In this article will explain what Git Flow is, how workflow using Git Flow looks like, why you should use Git Flow methodology for development in a team environment, and also the reason you might find to not use Git Flow.
What is Git Flow
Git flow is nothing but a methodology to make developers adhere to a set of rules and principles, these set of rules encompasses the way developers should prefix their branch accordingly.
However, even when Git Flow is a methodology, the way of developing along with other developers, it can be achieved by following the same standard as that defined in Git Flow. Breaking down the above statement, let's say you have a branch called MyBranch, developers can agree to prefix any introduced features on MyBranch branch with a set of rules.
Nevertheless, the principles defined by Git Flow is nothing but a standard of level of branching.
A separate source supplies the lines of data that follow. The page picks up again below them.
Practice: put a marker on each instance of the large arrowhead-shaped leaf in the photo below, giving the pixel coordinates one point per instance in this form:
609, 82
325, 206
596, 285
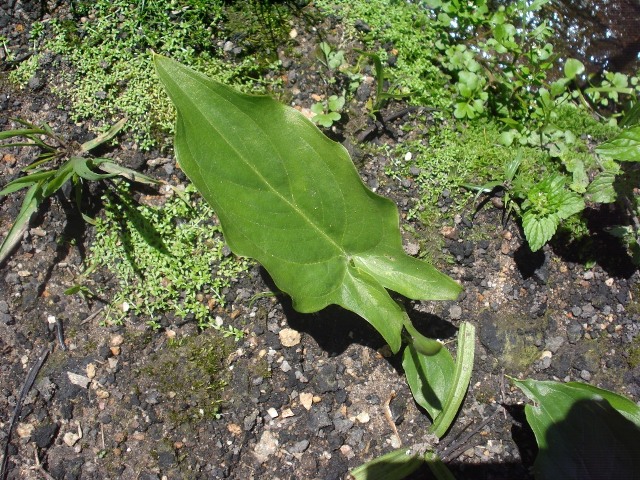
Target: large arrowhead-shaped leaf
292, 199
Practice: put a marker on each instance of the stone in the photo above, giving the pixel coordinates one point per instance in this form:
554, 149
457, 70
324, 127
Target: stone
306, 400
79, 380
266, 446
289, 337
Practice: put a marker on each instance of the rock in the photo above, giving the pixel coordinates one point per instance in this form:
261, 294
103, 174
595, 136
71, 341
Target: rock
79, 380
298, 447
306, 400
325, 380
289, 337
24, 430
166, 459
71, 438
574, 332
266, 446
44, 434
35, 83
363, 417
554, 343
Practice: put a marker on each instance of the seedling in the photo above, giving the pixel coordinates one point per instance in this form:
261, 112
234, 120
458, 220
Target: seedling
327, 113
58, 163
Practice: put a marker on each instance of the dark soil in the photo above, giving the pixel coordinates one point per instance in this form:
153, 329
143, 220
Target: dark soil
125, 402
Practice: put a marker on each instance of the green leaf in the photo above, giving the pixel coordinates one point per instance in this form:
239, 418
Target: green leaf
394, 465
625, 146
601, 189
583, 432
459, 381
82, 168
335, 103
113, 168
292, 199
26, 181
429, 377
568, 203
538, 230
573, 68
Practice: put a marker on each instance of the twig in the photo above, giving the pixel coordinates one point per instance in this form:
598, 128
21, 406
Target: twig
387, 415
60, 334
28, 383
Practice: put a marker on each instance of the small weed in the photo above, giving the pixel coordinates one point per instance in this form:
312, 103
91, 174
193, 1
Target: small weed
166, 260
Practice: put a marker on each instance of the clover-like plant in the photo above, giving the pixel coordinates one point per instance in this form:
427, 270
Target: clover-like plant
59, 162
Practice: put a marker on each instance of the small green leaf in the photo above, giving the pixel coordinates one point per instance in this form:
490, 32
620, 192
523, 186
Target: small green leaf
459, 381
81, 167
26, 181
573, 68
394, 465
110, 167
29, 206
292, 199
336, 103
429, 377
583, 432
104, 137
538, 230
568, 203
624, 147
601, 189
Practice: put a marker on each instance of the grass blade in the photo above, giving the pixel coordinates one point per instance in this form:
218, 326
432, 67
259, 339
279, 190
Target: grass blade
29, 206
461, 378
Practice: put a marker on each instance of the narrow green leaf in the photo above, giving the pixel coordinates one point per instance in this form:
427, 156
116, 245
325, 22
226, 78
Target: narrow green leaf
573, 68
429, 378
110, 167
624, 147
437, 467
538, 230
601, 189
569, 203
26, 181
459, 381
394, 465
62, 176
583, 432
21, 132
29, 206
292, 199
81, 167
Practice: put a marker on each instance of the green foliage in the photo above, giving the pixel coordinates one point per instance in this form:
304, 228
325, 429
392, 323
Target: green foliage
583, 432
326, 239
382, 95
406, 28
438, 384
59, 162
291, 198
166, 259
326, 113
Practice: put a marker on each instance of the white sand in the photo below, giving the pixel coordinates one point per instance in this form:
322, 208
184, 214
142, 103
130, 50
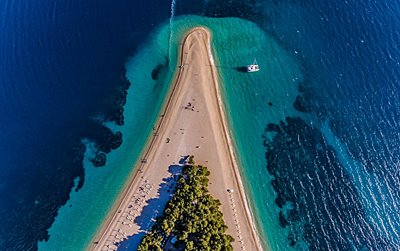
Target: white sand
201, 130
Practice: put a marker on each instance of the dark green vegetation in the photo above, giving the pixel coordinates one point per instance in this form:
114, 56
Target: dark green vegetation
191, 217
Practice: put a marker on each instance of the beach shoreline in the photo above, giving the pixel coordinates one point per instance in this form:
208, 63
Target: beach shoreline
197, 37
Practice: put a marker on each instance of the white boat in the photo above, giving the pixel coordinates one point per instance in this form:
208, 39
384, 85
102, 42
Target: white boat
253, 67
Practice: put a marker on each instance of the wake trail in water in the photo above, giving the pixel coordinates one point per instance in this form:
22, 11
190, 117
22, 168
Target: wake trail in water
171, 20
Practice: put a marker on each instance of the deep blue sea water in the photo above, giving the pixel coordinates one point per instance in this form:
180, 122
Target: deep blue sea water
60, 60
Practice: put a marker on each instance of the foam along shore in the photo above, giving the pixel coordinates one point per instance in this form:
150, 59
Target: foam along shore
192, 121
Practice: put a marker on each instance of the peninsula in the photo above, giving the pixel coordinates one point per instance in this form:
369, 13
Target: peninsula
192, 121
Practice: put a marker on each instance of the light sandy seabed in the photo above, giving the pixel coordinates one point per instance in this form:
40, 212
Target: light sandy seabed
198, 129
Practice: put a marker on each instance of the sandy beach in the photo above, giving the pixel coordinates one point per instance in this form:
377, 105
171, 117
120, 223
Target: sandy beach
192, 122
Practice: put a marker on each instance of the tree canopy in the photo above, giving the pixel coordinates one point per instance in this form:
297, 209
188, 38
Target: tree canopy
191, 218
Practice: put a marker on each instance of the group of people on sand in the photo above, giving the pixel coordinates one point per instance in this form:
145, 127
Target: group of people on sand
189, 106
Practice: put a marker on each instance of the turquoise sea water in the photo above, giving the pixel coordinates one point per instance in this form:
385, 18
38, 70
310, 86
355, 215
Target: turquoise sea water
326, 180
235, 43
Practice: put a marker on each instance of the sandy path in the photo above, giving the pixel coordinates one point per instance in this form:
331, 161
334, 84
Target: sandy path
192, 122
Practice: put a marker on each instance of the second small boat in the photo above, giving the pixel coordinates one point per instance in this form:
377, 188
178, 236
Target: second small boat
253, 67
It says every working repository should have a Master and Develop branches respectively. Every branch should branch off Develop, and Master branch should only contain ready for production code.
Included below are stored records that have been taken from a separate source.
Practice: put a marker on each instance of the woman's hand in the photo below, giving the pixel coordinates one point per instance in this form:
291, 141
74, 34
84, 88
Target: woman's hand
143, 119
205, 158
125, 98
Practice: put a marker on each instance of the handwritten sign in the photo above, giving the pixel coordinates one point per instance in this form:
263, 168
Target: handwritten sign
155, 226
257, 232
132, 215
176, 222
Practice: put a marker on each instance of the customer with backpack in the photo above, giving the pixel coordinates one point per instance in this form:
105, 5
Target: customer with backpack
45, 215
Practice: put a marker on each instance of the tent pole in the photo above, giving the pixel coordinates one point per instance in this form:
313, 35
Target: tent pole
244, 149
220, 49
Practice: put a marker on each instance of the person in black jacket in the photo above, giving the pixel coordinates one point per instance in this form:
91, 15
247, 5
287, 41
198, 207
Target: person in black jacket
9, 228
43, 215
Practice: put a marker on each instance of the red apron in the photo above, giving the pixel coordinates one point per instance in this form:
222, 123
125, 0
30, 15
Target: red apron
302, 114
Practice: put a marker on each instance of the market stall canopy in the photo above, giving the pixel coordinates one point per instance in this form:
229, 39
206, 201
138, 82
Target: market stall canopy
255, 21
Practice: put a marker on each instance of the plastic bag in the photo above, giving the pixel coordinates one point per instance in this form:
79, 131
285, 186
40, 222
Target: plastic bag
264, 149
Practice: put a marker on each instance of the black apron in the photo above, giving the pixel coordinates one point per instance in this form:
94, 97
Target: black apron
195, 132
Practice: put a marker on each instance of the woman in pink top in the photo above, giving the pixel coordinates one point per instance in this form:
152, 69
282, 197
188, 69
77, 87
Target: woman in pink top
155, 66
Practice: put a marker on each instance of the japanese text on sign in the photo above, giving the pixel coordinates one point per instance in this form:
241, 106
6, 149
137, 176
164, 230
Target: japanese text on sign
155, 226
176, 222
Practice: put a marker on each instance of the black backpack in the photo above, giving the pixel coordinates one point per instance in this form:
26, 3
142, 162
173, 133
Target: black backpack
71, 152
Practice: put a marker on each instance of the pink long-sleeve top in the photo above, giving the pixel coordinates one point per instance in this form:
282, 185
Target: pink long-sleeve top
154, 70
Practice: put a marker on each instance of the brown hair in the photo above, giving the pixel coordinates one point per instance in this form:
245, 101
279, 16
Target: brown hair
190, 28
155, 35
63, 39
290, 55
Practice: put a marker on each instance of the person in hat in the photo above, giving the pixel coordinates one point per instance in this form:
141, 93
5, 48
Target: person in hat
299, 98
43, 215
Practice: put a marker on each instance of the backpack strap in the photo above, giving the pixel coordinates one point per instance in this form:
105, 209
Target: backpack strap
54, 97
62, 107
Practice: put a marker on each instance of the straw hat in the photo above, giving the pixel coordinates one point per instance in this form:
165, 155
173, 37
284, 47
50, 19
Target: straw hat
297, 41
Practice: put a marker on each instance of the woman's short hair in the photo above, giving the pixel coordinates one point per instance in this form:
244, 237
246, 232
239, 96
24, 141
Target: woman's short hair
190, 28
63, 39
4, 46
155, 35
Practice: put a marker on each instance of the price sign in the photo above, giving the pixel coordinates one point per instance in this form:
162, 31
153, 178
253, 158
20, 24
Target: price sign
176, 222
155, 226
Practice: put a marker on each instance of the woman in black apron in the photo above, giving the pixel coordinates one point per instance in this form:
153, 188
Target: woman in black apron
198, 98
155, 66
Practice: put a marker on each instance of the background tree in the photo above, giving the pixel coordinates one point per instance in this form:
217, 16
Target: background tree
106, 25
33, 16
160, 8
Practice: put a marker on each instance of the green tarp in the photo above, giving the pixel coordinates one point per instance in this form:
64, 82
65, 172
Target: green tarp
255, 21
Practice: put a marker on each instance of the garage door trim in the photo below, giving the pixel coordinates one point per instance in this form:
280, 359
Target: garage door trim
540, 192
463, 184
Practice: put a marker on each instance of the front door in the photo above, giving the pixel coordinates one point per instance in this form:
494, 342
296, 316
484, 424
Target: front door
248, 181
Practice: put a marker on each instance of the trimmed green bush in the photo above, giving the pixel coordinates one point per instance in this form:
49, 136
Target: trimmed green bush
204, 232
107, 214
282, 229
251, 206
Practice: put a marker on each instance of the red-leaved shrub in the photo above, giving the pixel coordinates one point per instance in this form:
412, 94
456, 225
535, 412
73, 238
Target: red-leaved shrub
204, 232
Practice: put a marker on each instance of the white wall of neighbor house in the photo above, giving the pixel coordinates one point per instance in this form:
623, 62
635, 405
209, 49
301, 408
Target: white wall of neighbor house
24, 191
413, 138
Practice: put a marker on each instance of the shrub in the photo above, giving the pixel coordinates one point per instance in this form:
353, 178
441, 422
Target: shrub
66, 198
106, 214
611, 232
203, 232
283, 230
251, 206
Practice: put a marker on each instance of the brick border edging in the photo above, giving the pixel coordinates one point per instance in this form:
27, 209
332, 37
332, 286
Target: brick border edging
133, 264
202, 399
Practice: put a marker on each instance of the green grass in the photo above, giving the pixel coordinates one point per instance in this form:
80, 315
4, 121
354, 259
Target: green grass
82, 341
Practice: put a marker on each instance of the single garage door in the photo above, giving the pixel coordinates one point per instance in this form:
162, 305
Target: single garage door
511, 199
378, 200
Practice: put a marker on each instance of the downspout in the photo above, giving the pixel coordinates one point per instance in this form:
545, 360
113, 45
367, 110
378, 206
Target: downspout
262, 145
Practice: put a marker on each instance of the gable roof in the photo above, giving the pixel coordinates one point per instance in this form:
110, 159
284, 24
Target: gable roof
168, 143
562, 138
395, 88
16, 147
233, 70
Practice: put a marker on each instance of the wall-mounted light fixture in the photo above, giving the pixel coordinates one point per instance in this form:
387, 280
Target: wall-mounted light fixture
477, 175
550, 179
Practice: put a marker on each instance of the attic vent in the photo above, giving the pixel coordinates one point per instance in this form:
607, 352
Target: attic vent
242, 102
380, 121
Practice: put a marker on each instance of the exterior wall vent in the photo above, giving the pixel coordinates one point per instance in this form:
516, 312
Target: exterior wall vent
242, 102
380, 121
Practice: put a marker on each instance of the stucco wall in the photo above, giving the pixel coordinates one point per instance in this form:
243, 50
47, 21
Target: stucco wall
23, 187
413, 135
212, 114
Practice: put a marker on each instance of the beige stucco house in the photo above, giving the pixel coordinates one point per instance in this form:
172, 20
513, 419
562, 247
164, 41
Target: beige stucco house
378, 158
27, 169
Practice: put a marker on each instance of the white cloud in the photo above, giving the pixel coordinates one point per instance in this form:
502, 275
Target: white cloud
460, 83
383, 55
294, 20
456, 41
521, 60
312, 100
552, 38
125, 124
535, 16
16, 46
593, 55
These sets of rules make Git Flow viable for managing large projects and working cohesively with remote Developers. In the next paragraph, I will write about how the branching methodology works and what to know before embarking on using Git Flow for your project.
Git Flow Diagram
When using Git Flow, developers should branch from Develop Branch and Master Branch should only contain code that is ready for deployment. The project owner should be in charge of approving Pull Requests also predominantly known as PR in the Software Development community.
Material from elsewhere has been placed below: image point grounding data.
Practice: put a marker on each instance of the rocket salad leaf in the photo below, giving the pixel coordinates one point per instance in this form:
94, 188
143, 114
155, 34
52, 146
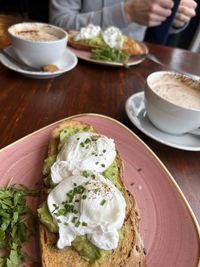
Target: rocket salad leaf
16, 223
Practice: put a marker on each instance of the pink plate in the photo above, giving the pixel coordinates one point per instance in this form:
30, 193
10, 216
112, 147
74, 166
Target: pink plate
86, 55
168, 226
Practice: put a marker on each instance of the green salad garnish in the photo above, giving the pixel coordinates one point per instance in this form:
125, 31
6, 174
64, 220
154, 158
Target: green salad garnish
110, 54
16, 223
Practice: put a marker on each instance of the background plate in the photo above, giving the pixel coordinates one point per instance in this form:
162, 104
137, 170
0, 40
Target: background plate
168, 226
85, 55
135, 109
66, 63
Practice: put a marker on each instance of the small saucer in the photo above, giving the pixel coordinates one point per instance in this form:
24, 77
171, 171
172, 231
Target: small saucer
66, 63
135, 109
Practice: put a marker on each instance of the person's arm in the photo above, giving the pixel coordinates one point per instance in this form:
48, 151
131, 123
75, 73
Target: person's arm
67, 14
185, 12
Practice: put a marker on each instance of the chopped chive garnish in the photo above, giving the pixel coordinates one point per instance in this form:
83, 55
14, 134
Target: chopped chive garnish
77, 224
103, 202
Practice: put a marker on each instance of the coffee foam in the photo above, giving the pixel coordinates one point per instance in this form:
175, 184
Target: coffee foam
36, 32
177, 89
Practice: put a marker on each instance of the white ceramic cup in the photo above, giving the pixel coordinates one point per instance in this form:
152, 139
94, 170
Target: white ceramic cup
37, 44
172, 102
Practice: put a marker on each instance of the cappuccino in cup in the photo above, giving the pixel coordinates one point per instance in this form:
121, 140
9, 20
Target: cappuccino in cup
38, 44
172, 102
37, 35
178, 90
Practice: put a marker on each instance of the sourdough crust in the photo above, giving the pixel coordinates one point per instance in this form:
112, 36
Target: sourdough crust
132, 47
130, 251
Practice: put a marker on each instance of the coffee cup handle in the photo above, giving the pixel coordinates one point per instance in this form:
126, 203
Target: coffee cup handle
195, 131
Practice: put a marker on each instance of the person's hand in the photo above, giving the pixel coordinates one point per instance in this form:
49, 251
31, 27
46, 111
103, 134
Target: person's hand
148, 12
185, 12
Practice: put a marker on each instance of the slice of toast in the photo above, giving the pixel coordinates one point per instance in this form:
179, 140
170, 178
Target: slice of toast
130, 250
130, 46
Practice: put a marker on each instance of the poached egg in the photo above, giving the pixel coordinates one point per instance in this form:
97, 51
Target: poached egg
84, 151
91, 31
87, 205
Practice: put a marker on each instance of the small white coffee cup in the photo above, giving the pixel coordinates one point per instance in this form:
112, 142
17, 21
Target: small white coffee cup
172, 102
37, 44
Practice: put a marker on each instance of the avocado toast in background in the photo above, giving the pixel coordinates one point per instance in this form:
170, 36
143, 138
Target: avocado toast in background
83, 252
93, 37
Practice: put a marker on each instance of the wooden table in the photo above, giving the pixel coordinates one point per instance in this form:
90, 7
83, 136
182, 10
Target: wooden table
28, 104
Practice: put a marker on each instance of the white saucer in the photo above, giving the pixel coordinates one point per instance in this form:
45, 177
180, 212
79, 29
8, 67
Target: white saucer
66, 63
135, 109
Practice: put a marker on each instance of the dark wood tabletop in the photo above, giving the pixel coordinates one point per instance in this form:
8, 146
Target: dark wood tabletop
28, 104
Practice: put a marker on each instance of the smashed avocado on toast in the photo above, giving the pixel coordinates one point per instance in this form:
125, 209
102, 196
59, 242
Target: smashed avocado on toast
82, 252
The diagram below shows a Master Branch which is a holy grail branch used only for approved code that is ready for production. The other branch should have a name of “develop or Develop”, this branch will contain all the developed or developing code that will eventually be merged into Master Branch when approved through a PR. Keep in mind that when you initialize or inherit a project that does not follow Git Flow methodology, the develop branch should be made on both the remote repository and the local development repository.
Git flow is a methodology, however, there are extensions and code wrappers created that helps developers remember git or custom commands. For example, a developer would want to create a branch and checkout to that branch at once, guess what, there is a command for that in Git Flow.
If a developer is using a GUI version of git client, chances are that Git Flow extension is already installed and you just have to know how to activate Git Flow. By activating Git Flow, there is no restriction from using a normal standard of branching. Git Flow does not restrict Developers from going back to how they used to develop, meaning, you can easily switch back and forth which I do not recommend due to consistency. When you work in a collaborative environment developing a huge code base, consistency is the key. By following the rules you are able to help other developers navigate through a complex Source Tree or history of commits.
Why should you even use Git Flow any way
Team or a company should define a set of rules and principles around committing or developing a Code Base. These sets of rules define how software should be developed and any new developers joining the team should adapt to the principles.
This makes managing the code so easily as developers are free to mess around with code on their own local branches when they see that their code is well implemented and ready to be merged into a Develop branch then they push their branch to Remote Repository.
After pushing the branch to Remote Repository, the project manager or Team Leader would have to review the code and sit down with a developer one on one to find out if the code meets the standard. If the code passes review then it is merged in Develop Branch ready for other developers to Pull the changes to their local Develop branch.
It is ideally not a viable mean of managing very complex and huge projects, meaning if you deploy releases to a software every single time. Deploying code changes from the Master Branch should be scheduled task and planned after testing the code base. However, if you use Git Flow for deployment on a project that ships code more often, the Git Flow might just create a bunch of convoluted commit history which would be very hard to manage.